Taking Down Drones With A $38,000 Stinger Missile Feels Like Overkill

Taking Down Drones With A $38,000 Stinger Missile Feels Like Overkill

Last week, an amateur drone pilot landed his DJI quadcopter on the deck of Britain’s newest and most advanced aircraft carrier. The incident was accidental, but highlights the irony of how difficult it is to neutralise threats from smaller aircraft like drones that are slowly filling the skies. But perhaps modifying a missile that can hit speeds of mach 2.2 isn’t the best solution to the problem?

Back in April, at Eglin Air Force Base in Florida, the Army National Guard tested a modified pair of Raytheon’s Stinger anti-air missiles that were upgraded with proximity fuzes that explode in the vicinity of a target, intercepting “two small unmanned airborne systems” for the first time.

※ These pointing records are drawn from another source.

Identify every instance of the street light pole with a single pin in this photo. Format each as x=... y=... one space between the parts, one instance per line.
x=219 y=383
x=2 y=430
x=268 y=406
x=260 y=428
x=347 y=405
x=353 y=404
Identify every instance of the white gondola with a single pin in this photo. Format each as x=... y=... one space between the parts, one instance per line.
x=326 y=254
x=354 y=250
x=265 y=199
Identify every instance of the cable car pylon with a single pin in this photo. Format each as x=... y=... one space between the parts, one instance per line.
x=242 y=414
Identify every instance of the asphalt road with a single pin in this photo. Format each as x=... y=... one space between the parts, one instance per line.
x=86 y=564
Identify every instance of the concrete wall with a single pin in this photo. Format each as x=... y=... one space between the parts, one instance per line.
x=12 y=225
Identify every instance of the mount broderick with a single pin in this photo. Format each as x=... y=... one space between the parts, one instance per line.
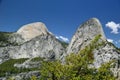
x=34 y=40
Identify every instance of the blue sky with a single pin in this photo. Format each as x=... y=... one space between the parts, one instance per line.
x=62 y=17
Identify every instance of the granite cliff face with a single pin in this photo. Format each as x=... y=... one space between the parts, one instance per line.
x=32 y=40
x=105 y=53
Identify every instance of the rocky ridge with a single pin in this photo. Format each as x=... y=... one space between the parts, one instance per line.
x=34 y=40
x=105 y=53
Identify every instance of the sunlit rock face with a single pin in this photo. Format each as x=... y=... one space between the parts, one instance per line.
x=32 y=30
x=32 y=40
x=84 y=34
x=105 y=53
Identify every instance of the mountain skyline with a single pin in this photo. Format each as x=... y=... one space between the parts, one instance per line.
x=61 y=17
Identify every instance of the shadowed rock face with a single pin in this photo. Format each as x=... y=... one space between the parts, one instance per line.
x=105 y=53
x=84 y=34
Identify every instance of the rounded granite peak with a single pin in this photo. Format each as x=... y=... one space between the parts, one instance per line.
x=32 y=30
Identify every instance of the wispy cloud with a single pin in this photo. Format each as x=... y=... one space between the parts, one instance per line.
x=110 y=40
x=115 y=27
x=62 y=38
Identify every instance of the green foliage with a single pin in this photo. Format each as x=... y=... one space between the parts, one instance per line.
x=64 y=44
x=33 y=77
x=37 y=59
x=7 y=68
x=77 y=66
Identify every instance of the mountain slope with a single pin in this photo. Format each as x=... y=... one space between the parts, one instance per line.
x=105 y=53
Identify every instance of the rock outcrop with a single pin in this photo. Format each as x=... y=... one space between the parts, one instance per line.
x=32 y=40
x=32 y=30
x=84 y=34
x=105 y=53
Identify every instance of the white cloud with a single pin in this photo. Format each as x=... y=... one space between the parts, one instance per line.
x=112 y=25
x=110 y=40
x=62 y=38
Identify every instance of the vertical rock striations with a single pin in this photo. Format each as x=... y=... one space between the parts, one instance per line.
x=105 y=53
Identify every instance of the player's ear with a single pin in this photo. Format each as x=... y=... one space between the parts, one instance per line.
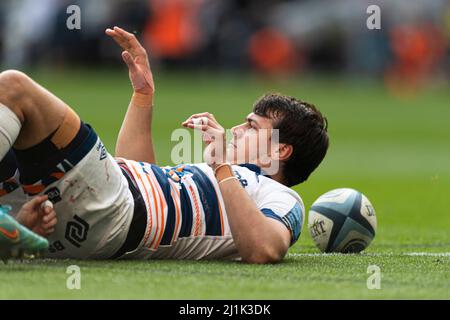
x=284 y=151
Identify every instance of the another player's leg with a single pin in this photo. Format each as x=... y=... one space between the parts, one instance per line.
x=29 y=114
x=16 y=241
x=62 y=157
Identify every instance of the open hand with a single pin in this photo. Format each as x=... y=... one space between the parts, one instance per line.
x=39 y=219
x=136 y=59
x=213 y=135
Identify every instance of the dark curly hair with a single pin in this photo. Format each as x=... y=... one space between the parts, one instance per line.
x=300 y=125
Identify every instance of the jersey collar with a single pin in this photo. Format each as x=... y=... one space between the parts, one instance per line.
x=253 y=167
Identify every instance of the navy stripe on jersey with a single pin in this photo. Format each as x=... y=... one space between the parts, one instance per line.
x=165 y=187
x=209 y=200
x=270 y=214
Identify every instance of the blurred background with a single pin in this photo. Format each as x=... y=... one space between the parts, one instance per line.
x=385 y=92
x=275 y=37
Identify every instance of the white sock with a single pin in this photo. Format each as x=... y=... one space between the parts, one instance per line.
x=9 y=129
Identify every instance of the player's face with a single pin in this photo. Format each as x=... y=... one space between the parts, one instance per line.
x=251 y=141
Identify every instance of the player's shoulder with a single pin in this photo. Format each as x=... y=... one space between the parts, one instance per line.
x=265 y=185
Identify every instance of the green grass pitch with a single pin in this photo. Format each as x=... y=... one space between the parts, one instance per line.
x=395 y=150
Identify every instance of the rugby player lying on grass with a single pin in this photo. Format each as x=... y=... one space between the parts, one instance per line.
x=128 y=207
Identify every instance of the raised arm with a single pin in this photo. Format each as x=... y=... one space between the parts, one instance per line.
x=135 y=137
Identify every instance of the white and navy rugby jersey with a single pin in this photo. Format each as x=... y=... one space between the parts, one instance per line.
x=187 y=218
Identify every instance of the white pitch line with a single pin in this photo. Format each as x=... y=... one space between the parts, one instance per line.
x=425 y=254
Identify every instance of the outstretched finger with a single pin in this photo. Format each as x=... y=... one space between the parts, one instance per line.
x=134 y=44
x=120 y=40
x=128 y=59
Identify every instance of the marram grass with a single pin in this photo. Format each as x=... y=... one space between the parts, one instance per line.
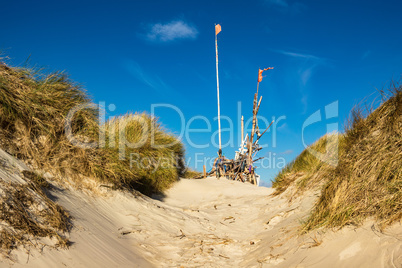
x=33 y=112
x=367 y=182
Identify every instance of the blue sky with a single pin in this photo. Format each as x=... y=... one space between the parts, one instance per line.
x=138 y=53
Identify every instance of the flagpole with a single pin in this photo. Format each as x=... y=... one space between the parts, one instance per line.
x=217 y=87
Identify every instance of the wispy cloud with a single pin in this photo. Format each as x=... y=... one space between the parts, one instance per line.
x=150 y=80
x=299 y=55
x=366 y=54
x=287 y=6
x=304 y=65
x=171 y=31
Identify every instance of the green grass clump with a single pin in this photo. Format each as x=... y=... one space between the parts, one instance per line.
x=305 y=167
x=33 y=113
x=191 y=174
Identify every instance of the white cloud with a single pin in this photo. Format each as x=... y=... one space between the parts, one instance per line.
x=173 y=30
x=299 y=55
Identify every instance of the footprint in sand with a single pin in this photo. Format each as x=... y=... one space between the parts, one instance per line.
x=350 y=251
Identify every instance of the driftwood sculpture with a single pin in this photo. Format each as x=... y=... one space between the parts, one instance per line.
x=242 y=167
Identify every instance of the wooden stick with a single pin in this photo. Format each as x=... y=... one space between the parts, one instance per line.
x=217 y=89
x=242 y=129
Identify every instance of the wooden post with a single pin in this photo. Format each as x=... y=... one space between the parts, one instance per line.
x=242 y=129
x=217 y=89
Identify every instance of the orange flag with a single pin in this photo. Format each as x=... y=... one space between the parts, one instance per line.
x=218 y=29
x=260 y=73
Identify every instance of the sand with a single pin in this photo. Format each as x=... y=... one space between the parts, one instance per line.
x=207 y=223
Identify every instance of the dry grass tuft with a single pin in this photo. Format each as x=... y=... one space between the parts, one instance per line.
x=367 y=182
x=304 y=172
x=26 y=213
x=33 y=110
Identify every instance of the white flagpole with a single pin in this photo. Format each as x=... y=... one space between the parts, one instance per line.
x=217 y=86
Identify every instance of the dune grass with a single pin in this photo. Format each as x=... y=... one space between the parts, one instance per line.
x=33 y=111
x=27 y=213
x=305 y=171
x=367 y=182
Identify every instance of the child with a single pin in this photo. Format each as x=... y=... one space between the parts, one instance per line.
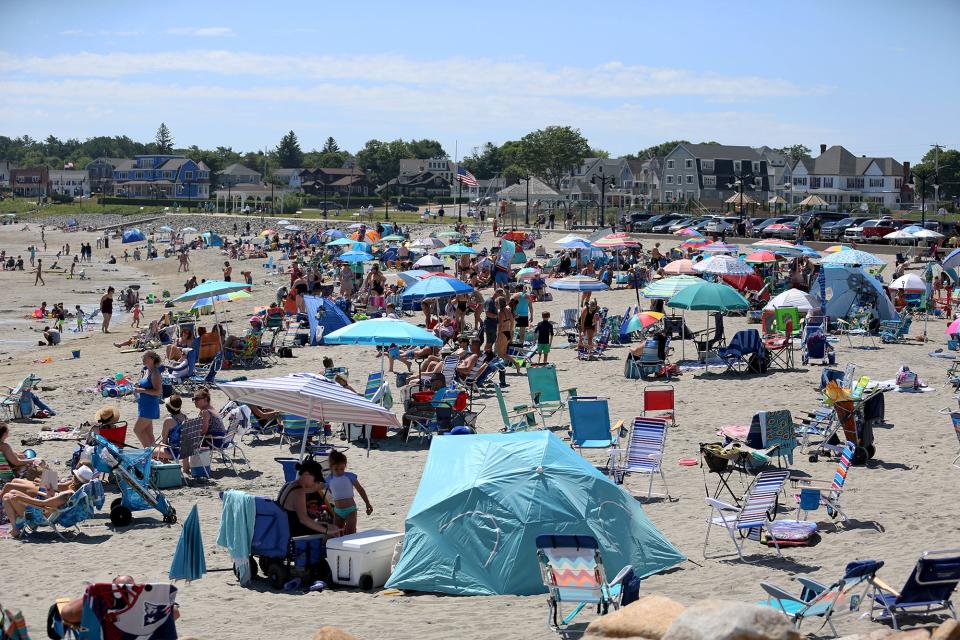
x=340 y=485
x=544 y=331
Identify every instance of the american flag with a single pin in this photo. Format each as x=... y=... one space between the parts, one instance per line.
x=466 y=177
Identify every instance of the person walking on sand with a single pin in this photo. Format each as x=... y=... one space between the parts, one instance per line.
x=106 y=309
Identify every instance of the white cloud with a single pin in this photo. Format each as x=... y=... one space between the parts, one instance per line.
x=203 y=32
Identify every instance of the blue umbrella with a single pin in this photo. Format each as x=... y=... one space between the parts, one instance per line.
x=436 y=288
x=188 y=561
x=383 y=331
x=355 y=256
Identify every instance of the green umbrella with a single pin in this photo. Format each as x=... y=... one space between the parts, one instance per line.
x=666 y=288
x=709 y=296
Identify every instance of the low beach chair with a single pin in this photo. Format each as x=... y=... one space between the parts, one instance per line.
x=761 y=498
x=822 y=601
x=548 y=399
x=643 y=453
x=572 y=571
x=590 y=424
x=812 y=497
x=928 y=589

The missiles, which can be launched from a shoulder-mounted cannon or from attack helicopters, have a range of about five miles, and use an electronic guidance and control system to hit easily hit flying targets like aircraft or cruise missiles. Each one comes with a $US38,000 ($48,170) price tag, and Raytheon isn’t just pitching them for use against aircraft like the 14.63m-wide, $US4 ($5) million Predator drone.

The company thinks its Stinger missiles are legitimately a viable solution to taking out much smaller drones and that are highly manoeuvrable and much harder to detect and engage in the air. There’s little doubt this solution would be effective, as the Stingers have been used in combat for years now. But it seems like an incredibly expensive, and potentially dangerous way to take down aircraft flying at low altitudes.

Technologies like electromagnetic cannons that prevent a drone pilot from properly controlling their craft seem like a much safer, and affordable solution to the problem. There is something strangely satisfying, however, about watching a missile that can take out helicopters vaporizing what’s essentially an overgrown hobby drone.